My mouth drops to the ground and my mind starts to race. Did I say that in front of her, did she get it from me, am I going down as the aunt who babysat her sister-in-laws kid only to bring her back 4 hours later with a larger vocabulary including two choice swear words. As my mind is racing I see Baby Fruit taking in the chaos. She has my complete attention and she knows it. So she says it again… louder this time… Sh&# Fu*@!

I cringe. I have no idea what to do. So in a low voice I say very sternly: ‘No Baby Fruit, that is a bad word. Don’t say that.’

Her delight only escalates and people start to stare. I am almost finished shopping, I only have the dairy department left so I decide to muscle through and finish. As I am walking through the last isles my adorable little cherub is yelling… Sh&# Fu*@! The stares of the few other people in the store are getting excruciatingly horrible.

‘She isn’t mine.’ I say as if that will excuse what she is saying. I only realize that people think I am lying and really that isn’t an excuse. So I silently bear the scrutiny. I try desperately to distract my little pottie mouth niece, I am sweating now and aggravated.

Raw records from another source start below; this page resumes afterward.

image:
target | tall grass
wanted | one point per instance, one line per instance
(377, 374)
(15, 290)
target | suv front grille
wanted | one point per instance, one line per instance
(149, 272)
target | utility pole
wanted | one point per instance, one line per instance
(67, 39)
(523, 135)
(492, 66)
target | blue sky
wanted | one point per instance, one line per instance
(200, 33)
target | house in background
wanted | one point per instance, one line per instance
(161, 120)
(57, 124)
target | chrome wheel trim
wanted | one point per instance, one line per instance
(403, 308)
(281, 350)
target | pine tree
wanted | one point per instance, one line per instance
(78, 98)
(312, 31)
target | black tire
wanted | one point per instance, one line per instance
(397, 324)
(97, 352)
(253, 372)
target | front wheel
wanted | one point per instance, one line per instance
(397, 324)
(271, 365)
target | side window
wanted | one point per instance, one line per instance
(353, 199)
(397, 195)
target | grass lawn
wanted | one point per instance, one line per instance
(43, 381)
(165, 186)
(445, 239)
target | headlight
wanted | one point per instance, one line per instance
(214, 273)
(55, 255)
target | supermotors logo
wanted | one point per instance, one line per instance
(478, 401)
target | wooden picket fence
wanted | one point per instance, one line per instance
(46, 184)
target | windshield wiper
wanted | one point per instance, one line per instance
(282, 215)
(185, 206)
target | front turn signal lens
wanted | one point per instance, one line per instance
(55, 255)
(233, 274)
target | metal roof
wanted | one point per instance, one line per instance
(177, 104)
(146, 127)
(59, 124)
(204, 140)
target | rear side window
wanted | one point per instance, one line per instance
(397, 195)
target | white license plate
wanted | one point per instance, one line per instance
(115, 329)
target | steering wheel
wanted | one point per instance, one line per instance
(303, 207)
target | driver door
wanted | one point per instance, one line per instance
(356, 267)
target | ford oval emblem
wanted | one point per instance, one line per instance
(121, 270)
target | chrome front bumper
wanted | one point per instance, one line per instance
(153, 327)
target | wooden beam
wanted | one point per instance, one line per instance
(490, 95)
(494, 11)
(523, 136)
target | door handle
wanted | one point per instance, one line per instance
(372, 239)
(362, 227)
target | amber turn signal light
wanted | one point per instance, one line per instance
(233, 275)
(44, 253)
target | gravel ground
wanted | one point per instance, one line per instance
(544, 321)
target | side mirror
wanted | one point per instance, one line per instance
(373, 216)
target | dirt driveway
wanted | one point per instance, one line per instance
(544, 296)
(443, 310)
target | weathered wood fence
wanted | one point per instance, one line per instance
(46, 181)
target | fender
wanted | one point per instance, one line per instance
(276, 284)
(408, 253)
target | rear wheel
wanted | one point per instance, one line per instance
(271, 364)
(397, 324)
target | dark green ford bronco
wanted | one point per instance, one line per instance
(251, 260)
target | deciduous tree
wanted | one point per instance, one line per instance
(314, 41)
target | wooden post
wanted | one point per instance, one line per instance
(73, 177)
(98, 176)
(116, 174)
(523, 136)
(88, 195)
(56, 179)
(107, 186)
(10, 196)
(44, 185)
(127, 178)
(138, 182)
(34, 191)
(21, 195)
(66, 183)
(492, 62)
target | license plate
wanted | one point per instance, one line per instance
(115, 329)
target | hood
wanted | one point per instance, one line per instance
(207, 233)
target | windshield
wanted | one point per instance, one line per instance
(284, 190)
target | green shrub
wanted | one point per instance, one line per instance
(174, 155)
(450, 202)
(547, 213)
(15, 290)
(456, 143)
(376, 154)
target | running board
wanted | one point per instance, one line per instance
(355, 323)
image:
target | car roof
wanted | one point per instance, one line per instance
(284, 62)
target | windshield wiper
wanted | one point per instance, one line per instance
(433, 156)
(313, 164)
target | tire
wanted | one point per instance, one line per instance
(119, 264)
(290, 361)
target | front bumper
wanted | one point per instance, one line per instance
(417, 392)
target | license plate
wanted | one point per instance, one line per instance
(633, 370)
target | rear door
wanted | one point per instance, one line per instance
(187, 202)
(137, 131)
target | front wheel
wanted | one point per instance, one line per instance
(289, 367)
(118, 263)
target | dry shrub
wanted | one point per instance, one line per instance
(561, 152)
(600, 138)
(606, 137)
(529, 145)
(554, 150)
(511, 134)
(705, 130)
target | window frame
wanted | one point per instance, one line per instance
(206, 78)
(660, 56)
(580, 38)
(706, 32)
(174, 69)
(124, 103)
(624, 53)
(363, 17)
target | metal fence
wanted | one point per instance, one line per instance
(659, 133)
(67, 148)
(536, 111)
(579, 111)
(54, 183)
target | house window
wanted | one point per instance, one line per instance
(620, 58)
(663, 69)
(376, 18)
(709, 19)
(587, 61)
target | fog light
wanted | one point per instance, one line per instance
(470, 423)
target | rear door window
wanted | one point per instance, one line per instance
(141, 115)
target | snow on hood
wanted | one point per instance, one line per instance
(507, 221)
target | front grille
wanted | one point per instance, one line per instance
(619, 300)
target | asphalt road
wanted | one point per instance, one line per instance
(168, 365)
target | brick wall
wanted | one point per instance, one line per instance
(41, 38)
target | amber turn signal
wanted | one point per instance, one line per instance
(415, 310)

We finally made it through the checkout, got back to the house, unloaded the baby, all her stuff, and the groceries all in the rain. I sat in my living room exhausted after a ‘quick’ run to the store. Everything is so much harder with a kid but at least life is never boring.

021811_babyFruit
BABY FRUIT AND ME ON THE COUCH

Good news of the day however was when I found out Baby Fruit had picked up the bad words accidentally from TV a few days ago. At least all I had was a bad grocery shopping experience instead of corrupting a poor innocent two year old.

3 comments:

paul peggy zeus said...

That was funny and reminds me of how kevin always said firef--k in public. A hard thing to break. OH yeah, you think shopping with a kid is hard, try a two year old in the toddler seat, an infant inside the shopping cart and a three and a half year old who can only hold her pee for twenty minutes at a time! Don't worry that there's no room to put the groceries, so you haul a second cart behind you. Meanwhile, the baby cries, the three year old wets herself and the two year old starts crying too! OH YEAH, I remember!!

lilmansworld said...

yes that is precisely why I go grocery shopping alone! all the books say don't let your child bother you and eventually they'll give up but that is so easier said than actually done. You will see when you're here that a lot of lilmans words can be translated into other questionable words as well. Bring him a sucker and you'll double over in laughter.

Cheryl said...

lmao, sorry im so late in here, ive been browsing on your blogs and came accross this one! haha! thats so funny! i mean , seriously, its not, knowing my baby fruit swears big time :( but, the way you handle it, i adore you for that.. not to mention the book you shared me on how to handle them, it was one of the books i am really glad i have read (u know me, you have to pay me to read lol) but that book was sooo worth it! i swear! i never know too much! thanks again!